His most interesting exploits took place in Milwaukee during the 1850 decade. 

 

            A run away slave from Missouri, with some noticeable Caucasian heritage,  named Joshua Glover had found employment at a mill in Racine, Wisconsin. Racine had a station on the Under ground  Railway.  An acquaintance of Glover snitched on him to the Federal authorities.  Using the 1893 the Fugitive Slave Act, as amended in 1850, his owner and two Federal  Marshalls showed up at Joshua’s shack March 1854.  They clubbed  and handcuffed Joshua, then hauled him off bleeding to the Milwaukee  jail twenty-five miles away.

 

            Sherman Miller Booth and his now named The Free Democrat saw a chance for action.   A concatenation of events from National fame though disaster to a presidential pardon became Booth‘s story..  A local judge issued a Writ of Habeas Corpus for Glover, which the marshals ignored.  Shortly, about a hundred men from Racine took a ship to Milwaukee.  The crowd picked up as the new comers marched toward jail in which Glover lay.  A myth arose that Booth rode a white horse on the Milwaukee streets shouting “Freemen to the rescue.“  Although active, he was not that flamboyant.
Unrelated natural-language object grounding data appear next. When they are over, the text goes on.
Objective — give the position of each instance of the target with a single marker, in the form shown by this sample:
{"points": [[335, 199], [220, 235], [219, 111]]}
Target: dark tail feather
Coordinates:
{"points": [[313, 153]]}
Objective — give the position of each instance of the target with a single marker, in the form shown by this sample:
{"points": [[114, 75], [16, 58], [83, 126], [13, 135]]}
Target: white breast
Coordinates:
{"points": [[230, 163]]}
The mob sprung Glover.   He went to Canada.  Booth went to jail.

 

Sherman Miller Booth                                                

 

 

Joshua Glover

 

 

 

            Pictures and much of the information came from an 1898  work LEADING EVENTS OF WISCONSINS HISTORY by Henry E. Legler.

 

            Booth asked and received a writ of Habeas Corpus from the Wisconsin Supreme Court.  It declared the Fugitive Slave Act unconstitutional.  The United States Supreme Court reversed the State Court decision.  One reference claimed the Freedom Men then sprung Booth.  This looks like another pretty myth.  Instead, he spent one month in the county jail, paid a $1000 fine and costs. 

 

            Piling it on, B.S. Garland sued and received another $1000 for the loss of the slave.  Although Booth became nationally known, he  went into bankruptcy.  Thenceforth, he moved to Chicago.  On his last day in office, President Buchanan pardoned him.  In thirteen years he suffered nineteen trials, twice fined, jailed three times and spent $35,000 on his defense.  Such were the wages of social protest.

 

            Sherman, the patriarch, had three families.  He first married  Margret Tufts.  She and their three offspring died young.  The second wife Mary Corss had three daughters.  One died very young, the other two became estranged from their father making up just seven years before his death. They moved to his Wisconsin farm. The third wife Augusta A. Smith  gave him five more.  This last group included Alice LeDoux’s grandfather Sherman Miller Booth II and Jessie Boothe, Ches Perry’s wife.  In the next generation came Alice’s father Knox Booth.  Alice’s daughter Laura LeDoux has followed her mother into Rotary as a member of the Naperville, Illinois Rotary club.